Here are some strategies that helped me navigate those challenging years:

  1. Plan Ahead: It may sound unromantic, but scheduling intimacy can help. I found that if I could mentally prepare for “business time,” it made things easier. This way, I wouldn’t forget about it altogether, as thoughts of intimacy often slipped my mind. Sticking to a schedule or aiming for a certain number of times each week can prevent the flames from dying out completely.
  2. Open Communication: Jake and I had many discussions about our needs and desires—what frequency felt right for him and what felt overwhelming for me. We sought a middle ground, understanding that compromise was necessary during this challenging life phase.
  3. Express Love in Other Ways: I made it a point to communicate that my lack of desire wasn’t a reflection of my feelings for Jake.
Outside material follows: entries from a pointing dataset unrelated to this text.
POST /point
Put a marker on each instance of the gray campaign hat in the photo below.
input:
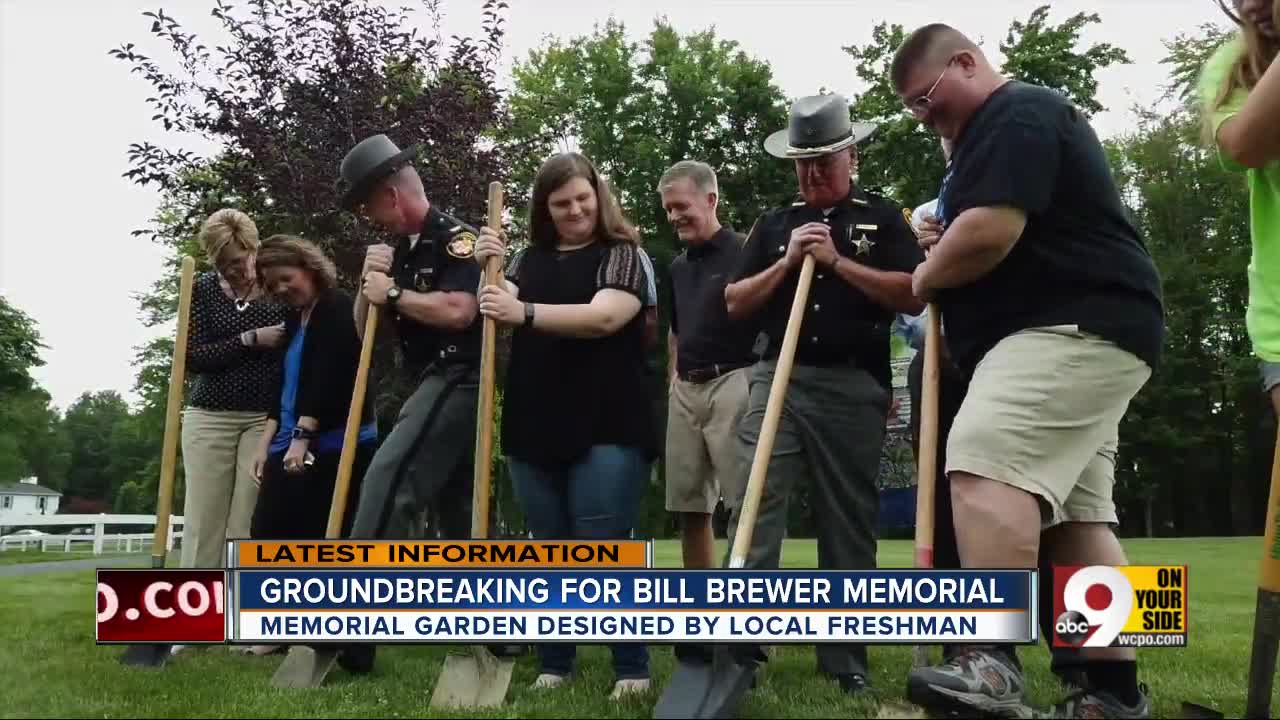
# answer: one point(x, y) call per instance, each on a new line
point(368, 163)
point(818, 124)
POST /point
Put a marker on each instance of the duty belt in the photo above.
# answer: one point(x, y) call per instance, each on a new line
point(709, 373)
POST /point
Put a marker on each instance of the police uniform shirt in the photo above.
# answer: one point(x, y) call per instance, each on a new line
point(440, 259)
point(841, 323)
point(705, 336)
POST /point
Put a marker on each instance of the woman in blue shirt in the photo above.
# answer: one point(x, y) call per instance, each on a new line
point(297, 456)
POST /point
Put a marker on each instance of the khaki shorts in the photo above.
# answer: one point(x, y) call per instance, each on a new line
point(1043, 414)
point(702, 431)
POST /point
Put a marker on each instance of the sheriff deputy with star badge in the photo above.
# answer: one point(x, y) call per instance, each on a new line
point(426, 282)
point(832, 425)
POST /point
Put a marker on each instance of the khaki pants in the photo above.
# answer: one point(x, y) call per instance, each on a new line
point(702, 442)
point(220, 492)
point(1042, 414)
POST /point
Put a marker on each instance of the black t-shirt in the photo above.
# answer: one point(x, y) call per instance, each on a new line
point(1079, 260)
point(563, 395)
point(841, 324)
point(440, 260)
point(705, 336)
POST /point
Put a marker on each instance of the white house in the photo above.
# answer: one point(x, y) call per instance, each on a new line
point(28, 497)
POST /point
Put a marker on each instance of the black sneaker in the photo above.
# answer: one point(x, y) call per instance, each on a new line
point(1097, 703)
point(976, 680)
point(357, 659)
point(853, 683)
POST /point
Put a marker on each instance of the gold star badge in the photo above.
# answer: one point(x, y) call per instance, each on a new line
point(462, 246)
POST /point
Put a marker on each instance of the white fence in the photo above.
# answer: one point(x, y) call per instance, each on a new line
point(100, 541)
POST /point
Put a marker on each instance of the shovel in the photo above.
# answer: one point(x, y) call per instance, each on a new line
point(307, 666)
point(155, 655)
point(713, 689)
point(928, 460)
point(1266, 615)
point(480, 679)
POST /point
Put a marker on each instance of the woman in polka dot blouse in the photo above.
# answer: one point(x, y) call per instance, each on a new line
point(233, 355)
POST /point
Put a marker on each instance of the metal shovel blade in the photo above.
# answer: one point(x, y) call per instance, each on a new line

It was tough for him to fully understand, so I focused on expressing my love through kind words, actions, and as much non-sexual physical affection as I could muster.
  4. Just Do It: Sometimes, I would engage even if I wasn’t feeling it. Surprisingly, initiating intimacy sometimes sparked my desire. If the thought didn’t make me cringe, I’d make the effort for Jake’s sake, knowing it was significant for him.
  5. Remember, This Too Shall Pass: While I can’t promise you’ll be back to your old self right away, I can tell you that low libido is often just a phase of life, parenthood, or marriage. Life does improve, and intimacy may start to feel less like a chore and more like a joy again. Believe it or not, you may even find yourself initiating intimacy someday. Yep, it’s possible!

You’re not alone in feeling this way—many mothers experience a decline in sex drive after having kids. Be gentle with yourself and hang in there; your desire will return, and it will be worth the wait.

Warmly,
A Mom Who Rediscovered Her Spark

If you found this article relatable, check out another one of our posts here, which provides additional insights. Plus, consider visiting Make a Mom for reputable home insemination kits. And if you’re looking for solid information on the process, NHS offers excellent resources on pregnancy and home insemination.

In summary, many moms struggle with low libido after having kids. Recognizing that it’s a common experience can help, and employing strategies like scheduling intimacy, communicating openly, and finding alternative ways to show affection can ease the burden. With time, patience, and understanding, you can reclaim your desire.